To provide some perspective, my faith story is probably similar to a lot of people: I grew up in the church and grew up believing that Jesus is the Son of God and that by His grace I am forgiven of all my sins. I went to Bible college because I did not know what else to do with myself, and I spent six years studying the Bible. Following graduation, I became rather apathetic about my faith. Honestly, I was confused by all the Biblical training I had received rather than enlightened. So many Christians are divisive about theology, and I did not know what to think about a faith that had seemed so simple when I was 7. I still believed, but I let my faith take a backseat to everything else going on. Only recently have I started making a daily habit of reading my Bible and praying again. I believe that faith is not easy nor for the weak-hearted. Sure, I still have a lot of questions and uncertainties, but I believe that part of what makes faith so beautiful is trust - a trust in God that goes beyond my need for questions answered.



Now that you have the background, let's jump to the present day.

Forrest and I were very unexpectedly witnessed to last night. 

I knew it was bound to happen, we do live in Idaho after all; however, I was surprised by how unsettled it made me feel.

I don't know if I felt weird because we were in someone's home and there was no polite way to escape or because I was not expecting it and did not know how to respond.

What I do know is that when the gentleman started to read from the Book of Mormon and I saw my daughter watching and listening I wanted to clasp my hands over her ears. I was afraid. Yes, I am embarrassed to admit it, but I was afraid.

I keep thinking about this reaction, this fear. My roots tell me that this reaction is normal because Mormonism is wrong, Christianity is right. Perhaps there is truth to that, but it does make me wonder how other people feel about my faith. When I have been so bold as to share my faith with some unsuspecting person, have I made them feel uncomfortable or fearful or even angry? I don't know. 

Do I admire this young couple for sharing their faith even though I could tell they were nervous to do so? Yes, of course! Do I have the same boldness to share my faith right back? Unfortunately, no. I am fearful to share my faith (though I am doing it right now) because I don't want to make anyone uncomfortable.

Hm. I don't think that is a very good reason. It is a good excuse, but not a very good reason.
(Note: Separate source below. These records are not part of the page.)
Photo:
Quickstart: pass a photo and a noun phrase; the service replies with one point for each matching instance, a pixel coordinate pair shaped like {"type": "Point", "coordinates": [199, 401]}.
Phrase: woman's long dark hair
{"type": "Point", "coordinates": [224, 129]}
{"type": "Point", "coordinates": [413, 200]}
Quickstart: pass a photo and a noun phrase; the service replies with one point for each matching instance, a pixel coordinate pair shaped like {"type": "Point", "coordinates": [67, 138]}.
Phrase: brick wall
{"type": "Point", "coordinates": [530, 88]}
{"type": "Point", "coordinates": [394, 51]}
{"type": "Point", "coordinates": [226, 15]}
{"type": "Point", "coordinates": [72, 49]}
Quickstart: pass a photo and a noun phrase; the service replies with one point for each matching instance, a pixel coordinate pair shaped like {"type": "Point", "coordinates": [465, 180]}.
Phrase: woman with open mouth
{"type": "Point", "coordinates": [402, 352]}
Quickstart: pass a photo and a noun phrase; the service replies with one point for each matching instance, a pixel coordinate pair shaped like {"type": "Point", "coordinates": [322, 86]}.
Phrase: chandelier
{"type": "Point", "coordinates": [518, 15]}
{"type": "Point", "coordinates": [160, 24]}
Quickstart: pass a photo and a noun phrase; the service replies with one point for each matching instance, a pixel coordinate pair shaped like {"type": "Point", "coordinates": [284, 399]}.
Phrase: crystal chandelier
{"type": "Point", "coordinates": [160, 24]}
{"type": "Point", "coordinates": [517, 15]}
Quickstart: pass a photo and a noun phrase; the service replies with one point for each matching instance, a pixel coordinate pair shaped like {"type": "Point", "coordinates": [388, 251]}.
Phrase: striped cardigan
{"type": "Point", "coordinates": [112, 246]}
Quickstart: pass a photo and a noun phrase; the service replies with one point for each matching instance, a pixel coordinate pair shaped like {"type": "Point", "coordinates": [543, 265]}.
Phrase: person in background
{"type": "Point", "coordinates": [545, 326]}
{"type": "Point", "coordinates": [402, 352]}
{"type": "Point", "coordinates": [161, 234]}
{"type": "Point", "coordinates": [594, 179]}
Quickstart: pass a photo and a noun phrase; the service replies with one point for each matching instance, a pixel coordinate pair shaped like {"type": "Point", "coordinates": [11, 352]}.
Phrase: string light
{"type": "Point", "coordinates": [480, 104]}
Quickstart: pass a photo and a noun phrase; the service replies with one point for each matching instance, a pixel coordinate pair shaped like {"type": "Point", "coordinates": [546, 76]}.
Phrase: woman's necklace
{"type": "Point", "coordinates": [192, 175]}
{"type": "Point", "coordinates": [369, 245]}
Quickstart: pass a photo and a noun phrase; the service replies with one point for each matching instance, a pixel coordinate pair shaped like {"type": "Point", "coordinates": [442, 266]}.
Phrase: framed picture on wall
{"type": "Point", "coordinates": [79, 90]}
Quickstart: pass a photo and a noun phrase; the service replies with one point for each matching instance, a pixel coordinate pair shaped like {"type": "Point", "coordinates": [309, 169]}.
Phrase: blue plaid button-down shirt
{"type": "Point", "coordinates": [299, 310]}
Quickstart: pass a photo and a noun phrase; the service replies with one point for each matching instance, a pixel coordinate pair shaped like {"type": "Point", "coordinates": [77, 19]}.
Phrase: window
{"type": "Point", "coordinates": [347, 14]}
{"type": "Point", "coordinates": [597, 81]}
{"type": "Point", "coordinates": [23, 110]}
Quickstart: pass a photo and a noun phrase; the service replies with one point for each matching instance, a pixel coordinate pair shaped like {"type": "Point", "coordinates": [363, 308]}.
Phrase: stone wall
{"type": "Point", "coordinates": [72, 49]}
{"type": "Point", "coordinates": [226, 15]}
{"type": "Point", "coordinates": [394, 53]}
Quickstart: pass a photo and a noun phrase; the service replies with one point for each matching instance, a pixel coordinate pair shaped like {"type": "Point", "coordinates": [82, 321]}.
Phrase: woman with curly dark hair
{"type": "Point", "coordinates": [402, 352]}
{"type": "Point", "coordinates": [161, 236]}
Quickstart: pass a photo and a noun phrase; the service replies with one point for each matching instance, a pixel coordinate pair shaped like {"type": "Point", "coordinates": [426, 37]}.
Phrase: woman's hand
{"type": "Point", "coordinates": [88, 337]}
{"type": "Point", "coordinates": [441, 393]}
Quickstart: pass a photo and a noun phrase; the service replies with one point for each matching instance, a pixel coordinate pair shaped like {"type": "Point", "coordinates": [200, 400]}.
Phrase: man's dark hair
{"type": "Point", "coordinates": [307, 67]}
Life is full of people making people feel uncomfortable. So, maybe the heart of this matter is the heart behind the matter. Is it my intention and desire to make people uncomfortable because I'm right and they're wrong and they better conform to my way of thinking?! Hell no. Is it my intention to share my faith and my beliefs without any judgment of the other person? Yes. I want you to know me and that includes the very personal and uncomfortable piece of faith. But shouldn't that also mean that if I want to know you I should be okay with your personal and uncomfortable piece of faith? We can agree to disagree?

Forrest and I have talked about this witnessing experience quite a bit and we agree on something very basic - we like and admire this young couple and wouldn't mind spending time with them; however, they need to know that we're not interested in converting to Mormonism just like I'm sure they're not interested in converting to Christianity. It all comes down to respect, I suppose.

This topic makes me very uncomfortable. I realize that some of you reading this do not share my beliefs and might be offended by what I am saying. I don't want to offend you! Now that I think about it, the young couple who shared their faith with us probably did not want to offend us either...but they did it anyway. They did it respectfully, and I admire them for that. I only hope that I can do the same.

If you're interested in more details about what I believe, I'd love to share them with you. You can either leave a comment or email me at elizabethcheri (at) gmail (dot) com.

Thanks for reading my ramblings.
xo
Elizabeth



1 comment:

tokyotuesday said...

Oh my, I feel like you've expressed what I couldn't put down in words. I totally understand about the discomfort. I'm still trying to come to terms with it myself. Thanks for sharing.